As Reif noted, he knew that faculty and staff were increasingly emphasizing a need for researchers to be “bilingual,” in terms of knowing their own disciplines, and understanding how computing could help that disciplinary research.

Moreover, Reif added, while China is very strong in certain applied areas of artificial intelligence, he understood that the U.S. has unrivaled strengths in education and research, making the idea of a new computing college at MIT all the more likely to succeed.

Referring to the U.S., Reif said, “We are extremely strong in human capital in this space. Let’s just invest in ourselves and see what happens.”

Thursday afternoon’s events also included an onstage conversation about artificial intelligence between former U.S. Secretary of State Henry Kissinger and columnist Thomas L. Friedman of The New York Times.

Kissinger expressed general concern about the potentially unpredictable consequences of artificial intelligence, extending a point he raised in an essay in The Atlantic last summer.

“Working in this field is a tremendous responsibility and a tremendous challenge,” Kissinger said.

For his part, Friedman, mostly serving as an interlocutor, suggested that these advanced technologies mean humans “have never been more Godlike” than they are now. He added that “at a minimum a simple golden rule” — of equitable ethical treatment among people — “is going to be essential” for society.
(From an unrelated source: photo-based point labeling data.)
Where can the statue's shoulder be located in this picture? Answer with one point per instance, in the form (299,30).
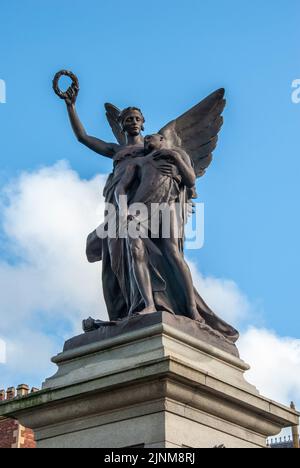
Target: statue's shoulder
(126,152)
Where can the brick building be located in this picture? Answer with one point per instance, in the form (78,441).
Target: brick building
(13,434)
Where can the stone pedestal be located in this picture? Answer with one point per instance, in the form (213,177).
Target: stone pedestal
(150,383)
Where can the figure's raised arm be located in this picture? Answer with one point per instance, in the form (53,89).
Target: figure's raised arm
(95,144)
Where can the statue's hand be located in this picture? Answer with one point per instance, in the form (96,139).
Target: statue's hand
(166,168)
(72,94)
(165,154)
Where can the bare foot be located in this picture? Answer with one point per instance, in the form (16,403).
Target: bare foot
(194,315)
(147,310)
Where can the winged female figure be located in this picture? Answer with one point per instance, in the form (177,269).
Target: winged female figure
(147,275)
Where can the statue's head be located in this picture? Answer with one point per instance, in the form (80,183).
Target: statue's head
(154,143)
(132,121)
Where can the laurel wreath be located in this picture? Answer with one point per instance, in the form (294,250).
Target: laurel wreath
(74,86)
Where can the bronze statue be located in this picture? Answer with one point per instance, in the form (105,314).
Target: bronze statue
(148,273)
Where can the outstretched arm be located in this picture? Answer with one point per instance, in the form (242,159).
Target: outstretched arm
(99,146)
(95,144)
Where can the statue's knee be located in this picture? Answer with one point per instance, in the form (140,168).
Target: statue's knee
(137,250)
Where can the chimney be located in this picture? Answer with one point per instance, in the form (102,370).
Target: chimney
(11,393)
(22,390)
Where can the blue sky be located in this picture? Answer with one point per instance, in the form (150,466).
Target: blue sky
(165,56)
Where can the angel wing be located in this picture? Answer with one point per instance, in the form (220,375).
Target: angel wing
(113,114)
(197,130)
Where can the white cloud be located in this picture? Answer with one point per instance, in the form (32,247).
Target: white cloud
(275,364)
(50,287)
(223,296)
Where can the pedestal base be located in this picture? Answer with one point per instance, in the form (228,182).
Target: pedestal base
(155,387)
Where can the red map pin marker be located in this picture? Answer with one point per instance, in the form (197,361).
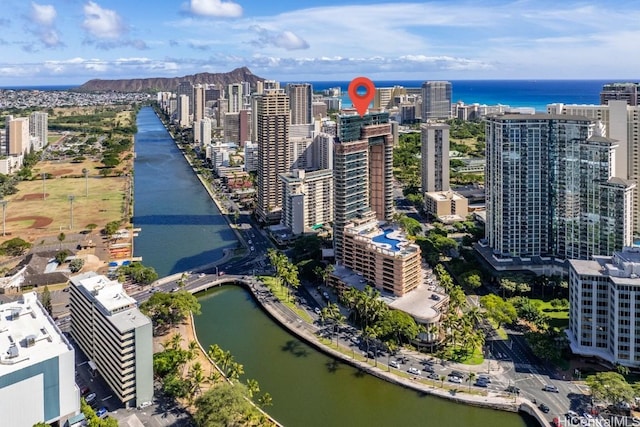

At the start of the session, Robert Millard, chair of the MIT Corporation, introduced Reif and Schwarzman while noting the significance of the new college’s launch. Millard called Reif “an inspired leader who has in his tenure become the senior spokesman for higher education, in science and technology generally.”

Schwarzman, Millard observed, has “accelerated MIT further into the future” with his support for the college.

One of the celebration’s closing events was a panel called “Computing for the People: AI and Ethics.” In his discussion with Reif, Schwzarman also offered his thoughts on the ethics and social impact of innovation.

The curriculum of the new college will include ethics, and, as Schwarzman noted, it will always be important to “have a focus on the workforce … [and] the people who get dislocated” by technology.  

“The technology is going to affect the whole world, and we have to get it right,” Schwarzman said.